Ces projets diminuent le taux d’absentéisme de 40 % en moyenne, d’après Lyndsay Daudier, directrice générale de Fusion Jeunesse. Ils permettent également d’améliorer les compétences de communication, de collaboration et d’estime de soi des jeunes en plus d’augmenter les résultats scolaires et de raccrocher les jeunes à l’école. L’architecture pourrait-elle s’inscrire dans pareil contexte et devenir un programme de Fusion Jeunesse ? Tout à fait, assure Lyndsay Daudier. « Mais il faudrait penser à une façon d’intégrer un projet tangible à la fin. »

La dirigeante insiste sur l’importance de réfléchir ensemble, en tant que société, à notre façon de voir non seulement les espaces qu’on habite, mais aussi ceux qu’on partage, tout en intégrant les jeunes à cette discussion. 

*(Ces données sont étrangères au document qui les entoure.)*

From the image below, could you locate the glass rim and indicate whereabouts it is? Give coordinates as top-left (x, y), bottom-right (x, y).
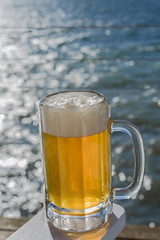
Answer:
top-left (39, 90), bottom-right (110, 108)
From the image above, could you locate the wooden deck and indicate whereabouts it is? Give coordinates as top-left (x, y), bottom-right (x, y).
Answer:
top-left (0, 217), bottom-right (160, 240)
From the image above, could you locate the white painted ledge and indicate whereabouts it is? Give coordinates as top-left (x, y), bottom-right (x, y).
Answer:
top-left (7, 204), bottom-right (126, 240)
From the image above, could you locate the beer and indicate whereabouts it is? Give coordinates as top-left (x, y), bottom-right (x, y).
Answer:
top-left (39, 91), bottom-right (145, 232)
top-left (42, 129), bottom-right (110, 209)
top-left (41, 92), bottom-right (111, 210)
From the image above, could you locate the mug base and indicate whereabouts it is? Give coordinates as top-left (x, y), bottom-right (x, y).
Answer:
top-left (46, 202), bottom-right (112, 232)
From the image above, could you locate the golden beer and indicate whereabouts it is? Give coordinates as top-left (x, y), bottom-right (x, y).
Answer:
top-left (39, 91), bottom-right (145, 232)
top-left (42, 129), bottom-right (110, 209)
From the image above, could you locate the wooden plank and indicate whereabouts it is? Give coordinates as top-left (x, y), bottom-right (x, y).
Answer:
top-left (0, 217), bottom-right (160, 240)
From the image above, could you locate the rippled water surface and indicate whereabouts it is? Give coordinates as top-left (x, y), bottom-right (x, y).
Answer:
top-left (0, 0), bottom-right (160, 226)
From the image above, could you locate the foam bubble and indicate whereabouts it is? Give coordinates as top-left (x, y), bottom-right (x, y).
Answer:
top-left (40, 91), bottom-right (110, 137)
top-left (40, 92), bottom-right (104, 108)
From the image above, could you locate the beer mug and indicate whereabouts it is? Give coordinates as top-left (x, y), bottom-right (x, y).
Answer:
top-left (39, 91), bottom-right (145, 232)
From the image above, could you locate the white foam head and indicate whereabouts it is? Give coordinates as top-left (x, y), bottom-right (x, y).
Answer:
top-left (40, 91), bottom-right (110, 137)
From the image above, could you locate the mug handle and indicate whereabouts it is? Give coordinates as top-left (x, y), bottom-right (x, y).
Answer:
top-left (110, 120), bottom-right (145, 199)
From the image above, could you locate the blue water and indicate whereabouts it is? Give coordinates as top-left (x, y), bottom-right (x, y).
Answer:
top-left (0, 0), bottom-right (160, 227)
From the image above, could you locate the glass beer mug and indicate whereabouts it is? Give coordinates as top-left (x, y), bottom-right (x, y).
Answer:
top-left (39, 91), bottom-right (145, 231)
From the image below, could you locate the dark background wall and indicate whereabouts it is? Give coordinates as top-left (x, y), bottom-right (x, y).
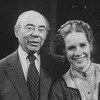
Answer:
top-left (0, 0), bottom-right (100, 63)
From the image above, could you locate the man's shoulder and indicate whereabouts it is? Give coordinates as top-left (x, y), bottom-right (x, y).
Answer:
top-left (0, 51), bottom-right (17, 66)
top-left (42, 51), bottom-right (63, 62)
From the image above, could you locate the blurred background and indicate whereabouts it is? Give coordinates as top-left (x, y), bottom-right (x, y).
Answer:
top-left (0, 0), bottom-right (100, 63)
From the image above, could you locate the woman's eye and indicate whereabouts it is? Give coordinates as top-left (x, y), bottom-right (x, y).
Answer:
top-left (68, 46), bottom-right (76, 50)
top-left (80, 43), bottom-right (86, 47)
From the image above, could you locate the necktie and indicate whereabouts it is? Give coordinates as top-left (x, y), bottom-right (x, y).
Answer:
top-left (27, 55), bottom-right (40, 100)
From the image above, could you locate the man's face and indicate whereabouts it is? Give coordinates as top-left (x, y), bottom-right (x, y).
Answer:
top-left (64, 32), bottom-right (91, 71)
top-left (16, 13), bottom-right (47, 53)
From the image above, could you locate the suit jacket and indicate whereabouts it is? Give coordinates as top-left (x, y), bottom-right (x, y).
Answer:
top-left (0, 50), bottom-right (64, 100)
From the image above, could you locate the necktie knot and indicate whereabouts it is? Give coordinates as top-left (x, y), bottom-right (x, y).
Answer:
top-left (27, 55), bottom-right (36, 64)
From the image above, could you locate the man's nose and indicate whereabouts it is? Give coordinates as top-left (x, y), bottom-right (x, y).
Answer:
top-left (75, 47), bottom-right (82, 56)
top-left (32, 29), bottom-right (39, 36)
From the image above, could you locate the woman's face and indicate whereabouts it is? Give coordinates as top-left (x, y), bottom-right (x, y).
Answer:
top-left (64, 32), bottom-right (92, 71)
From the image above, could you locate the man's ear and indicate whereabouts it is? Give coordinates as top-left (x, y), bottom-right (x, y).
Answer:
top-left (14, 27), bottom-right (19, 38)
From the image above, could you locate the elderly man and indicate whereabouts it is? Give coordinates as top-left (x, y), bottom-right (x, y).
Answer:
top-left (0, 10), bottom-right (63, 100)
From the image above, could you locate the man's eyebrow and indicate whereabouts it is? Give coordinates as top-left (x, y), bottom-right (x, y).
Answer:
top-left (26, 24), bottom-right (34, 27)
top-left (39, 25), bottom-right (46, 28)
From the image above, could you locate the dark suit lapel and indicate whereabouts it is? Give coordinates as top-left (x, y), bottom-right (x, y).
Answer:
top-left (98, 83), bottom-right (100, 100)
top-left (6, 51), bottom-right (30, 100)
top-left (40, 53), bottom-right (52, 100)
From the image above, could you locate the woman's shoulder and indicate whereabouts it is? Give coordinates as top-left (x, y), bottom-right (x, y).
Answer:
top-left (50, 77), bottom-right (81, 100)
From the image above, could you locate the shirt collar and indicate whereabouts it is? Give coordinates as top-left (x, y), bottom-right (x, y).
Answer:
top-left (70, 62), bottom-right (95, 79)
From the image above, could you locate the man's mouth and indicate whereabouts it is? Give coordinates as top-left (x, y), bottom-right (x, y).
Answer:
top-left (73, 56), bottom-right (86, 62)
top-left (29, 41), bottom-right (40, 46)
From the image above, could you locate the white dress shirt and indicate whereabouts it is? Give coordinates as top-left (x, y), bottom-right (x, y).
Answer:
top-left (18, 46), bottom-right (40, 81)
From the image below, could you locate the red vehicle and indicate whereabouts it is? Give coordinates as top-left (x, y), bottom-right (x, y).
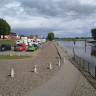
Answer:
top-left (14, 43), bottom-right (26, 51)
top-left (10, 33), bottom-right (17, 39)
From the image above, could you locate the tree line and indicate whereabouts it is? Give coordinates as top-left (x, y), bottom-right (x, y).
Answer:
top-left (0, 18), bottom-right (11, 39)
top-left (0, 18), bottom-right (96, 41)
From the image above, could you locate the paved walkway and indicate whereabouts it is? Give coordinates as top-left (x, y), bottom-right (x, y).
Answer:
top-left (25, 43), bottom-right (80, 96)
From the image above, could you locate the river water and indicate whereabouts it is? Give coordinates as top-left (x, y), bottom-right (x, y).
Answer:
top-left (56, 41), bottom-right (96, 66)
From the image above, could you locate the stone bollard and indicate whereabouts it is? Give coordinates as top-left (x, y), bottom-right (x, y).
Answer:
top-left (64, 58), bottom-right (65, 63)
top-left (17, 54), bottom-right (20, 56)
top-left (49, 62), bottom-right (52, 69)
top-left (11, 68), bottom-right (14, 77)
top-left (9, 54), bottom-right (13, 56)
top-left (34, 65), bottom-right (38, 73)
top-left (58, 59), bottom-right (60, 66)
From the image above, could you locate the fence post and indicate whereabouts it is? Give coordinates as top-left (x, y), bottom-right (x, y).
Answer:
top-left (79, 57), bottom-right (81, 66)
top-left (95, 66), bottom-right (96, 79)
top-left (83, 59), bottom-right (84, 68)
top-left (74, 53), bottom-right (75, 61)
top-left (88, 62), bottom-right (90, 73)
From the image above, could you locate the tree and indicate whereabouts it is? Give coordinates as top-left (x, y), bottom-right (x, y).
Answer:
top-left (91, 28), bottom-right (96, 40)
top-left (47, 32), bottom-right (54, 41)
top-left (0, 18), bottom-right (11, 39)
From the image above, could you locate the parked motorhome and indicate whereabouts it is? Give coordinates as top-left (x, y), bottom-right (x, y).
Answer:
top-left (14, 43), bottom-right (26, 51)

Force est de constater que des interventions locales sont possibles afin d’inclure l’architecture dans le parcours scolaire. Mais est-ce suffisant pour influencer les prochaines générations ? En attendant qu’une politique québécoise de l’architecture en bonne et due forme s’attelle à la tâche, sensibiliser les jeunes à l’architecture reviendra aux enseignants, qui doivent composer avec un programme de plus en plus rempli. 

Des camps et des ateliers pour les jeunes

Photo : NeONBRAND / Unsplash

Pour ceux qui souhaitent initier leurs enfants à l’architecture sans attendre les changements au programme scolaire, il existe des camps et des ateliers qui présentent des occasions d’apprentissage intéressantes. 

• Le Centre Canadien d’Architecture (voir section Jeune public) offre des programmes en fonction de différents groupes d’âge scolaire. « L’ABC de l’architecture » s’adresse aux enfants du premier cycle du primaire, alors qu’« Habiter autrement » vise les jeunes des deuxième et troisième cycles du primaire. Des activités adaptées aux adolescents s’ajouteront dès le début de l’année 2019. 

• À Polytechnique Montréal, le camp de jour Folie Technique organise des séjours sur le thème de l’architecture et du génie civil pour les 7 à 17 ans.

• L’UQAM propose le camp de jour Mathémartistes pour les 11 à 13 ans en abordant les mathématiques par le design, l’architecture, la peinture abstraite, la céramique, le dessin et les tours de cartes. 

• Le camp de jour Urbanistes en herbe du Musée McCord, en collaboration avec Héritage Montréal, invite les enfants de 5 à 10 ans à s’approprier des notions d’architecture et d’urbanisme. 

• Le camp de jour du Musée d’art contemporain de Montréal, pour les jeunes de 6 à 12 ans, aborde aussi des notions d’architecture. 

• Le Réseau Technoscience, instigateur des programmes Expo-sciences et du Club des Débrouillards, propose l’activité « Tour de sucre » qui traite d’architecture lors d’animations à l’école, en camp de jour ou lors d’évènements.